If you can drive a conventional car, you can drive an electric vehicle. It’s as simple as that. Sure, there are a few notable differences, but you needn’t fear getting behind the wheel of an electric car for the first time.

Most electric vehicles look like standard cars. They have four wheels, a steering wheel, seats for the driver and a few passengers, space for your luggage and the same tech you’d find in a petrol or diesel car.

You may have to adjust your driving style a little – and recharging will become part of your daily or weekly routine – but you could discover you enjoy driving an electric car more than a conventional one.

Here are some things to consider.

Silence is golden

You know when a petrol or diesel car is ready to go, because you have turned a key or pressed a start button. There’s also the familiar sound of the engine to let you know the car is running.

In an electric car, you engage drive mode, but the only real sense that the car is ready comes from the dashboard display. At first, this can seem a little disconcerting, but it soon becomes a familiar – and welcome – part of driving an electric car.

Instant torque

Volkswagen e-Golf

In an electric car, 100 percent of the torque (pulling power) is available from the moment you touch the accelerator. This means that an electric car may race to 30mph quicker than some supercars, although most will lose this advantage beyond 40mph.

The instant torque means that electric cars are great fun to drive in the city, but you might need a little time to get used to the sharper throttle response. It’s also worth bearing in mind that too many Grand Prix starts will leave a dent in your projected driving range.

Brake feel

In a separate article, we explored the pros and cons of regenerative braking. For the benefit of this piece, it’s worth remembering that the brakes will feel different to a standard car.

The degree of difference will depend on the car’s regenerative braking system – or your preferred settings – but the brakes are one of the key differences between an electric car and a conventional vehicle.

Remember, regenerative braking can preserve and increase your electric range. Use it wisely.

One-speed transmission

Hyundai Kona Electric centre console

The majority of electric cars have a single-speed transmission. From a technical perspective, this means there are fewer moving parts and potentially lower servicing costs. From a driving perspective, you’ll experience smooth and linear acceleration.

As a result, an electric car feels more refined and easier to drive.

Drive sensibly

You know that driving fast, being hard on the brakes and flooring the throttle can negatively impact the fuel economy of a petrol or diesel car. The same is true of an electric vehicle.

You’ll need to adopt a steady approach, reading the road ahead and taking it easy on the accelerator pedal. You don’t need to drive slowly, but careful and considered progress will be rewarded with a longer range.

Preconditioning

Honda e charging at home

Preconditioning allows you to pre-heat or pre-cool the electric car’s cabin before you start your journey. Not only will you feel more comfortable, you’ll be maximising the electric range and preserving the life of the battery.

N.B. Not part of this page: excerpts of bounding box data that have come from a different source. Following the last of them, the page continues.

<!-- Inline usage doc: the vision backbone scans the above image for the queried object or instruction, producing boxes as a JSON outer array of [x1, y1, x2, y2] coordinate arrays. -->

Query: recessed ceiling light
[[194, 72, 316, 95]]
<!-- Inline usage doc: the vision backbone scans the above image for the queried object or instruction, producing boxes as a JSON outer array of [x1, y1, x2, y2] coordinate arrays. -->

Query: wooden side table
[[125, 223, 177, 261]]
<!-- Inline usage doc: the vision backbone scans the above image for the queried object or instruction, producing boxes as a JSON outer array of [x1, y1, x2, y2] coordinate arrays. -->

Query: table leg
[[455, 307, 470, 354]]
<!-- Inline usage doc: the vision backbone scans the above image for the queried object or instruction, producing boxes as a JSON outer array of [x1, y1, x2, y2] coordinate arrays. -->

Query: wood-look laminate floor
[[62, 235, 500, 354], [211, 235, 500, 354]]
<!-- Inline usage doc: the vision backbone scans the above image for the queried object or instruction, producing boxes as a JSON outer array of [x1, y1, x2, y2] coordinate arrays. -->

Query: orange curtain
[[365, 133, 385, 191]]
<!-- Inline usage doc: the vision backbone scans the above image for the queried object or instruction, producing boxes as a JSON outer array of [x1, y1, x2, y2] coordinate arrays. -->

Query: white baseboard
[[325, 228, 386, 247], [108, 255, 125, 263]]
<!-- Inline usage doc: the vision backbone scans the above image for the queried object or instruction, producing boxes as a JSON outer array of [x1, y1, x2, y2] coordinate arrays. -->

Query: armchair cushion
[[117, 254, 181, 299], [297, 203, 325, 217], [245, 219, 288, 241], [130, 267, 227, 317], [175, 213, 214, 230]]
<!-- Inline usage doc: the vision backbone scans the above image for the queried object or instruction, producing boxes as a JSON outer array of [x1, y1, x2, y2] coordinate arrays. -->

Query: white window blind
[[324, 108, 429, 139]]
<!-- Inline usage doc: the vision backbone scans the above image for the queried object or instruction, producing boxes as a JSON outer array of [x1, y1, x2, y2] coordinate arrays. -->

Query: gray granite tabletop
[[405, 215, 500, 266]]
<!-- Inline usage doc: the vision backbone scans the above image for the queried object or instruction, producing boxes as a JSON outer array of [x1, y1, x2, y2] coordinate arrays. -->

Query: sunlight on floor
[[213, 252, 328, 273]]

It works by heating or cooling the cabin and battery to optimum temperature before you go. Because energy is drawn from the mains, there’s no impact on the driving range. You can read more about preconditioning here.

Summary

Aside from the above – and some subtle differences between certain makes and models – driving an electric car is no more challenging than getting behind the wheel of a conventional car.

You’ll enjoy the near-silent driving experience, the smooth and refined electric motor and the lower running costs. Just don’t forget to charge the batteries.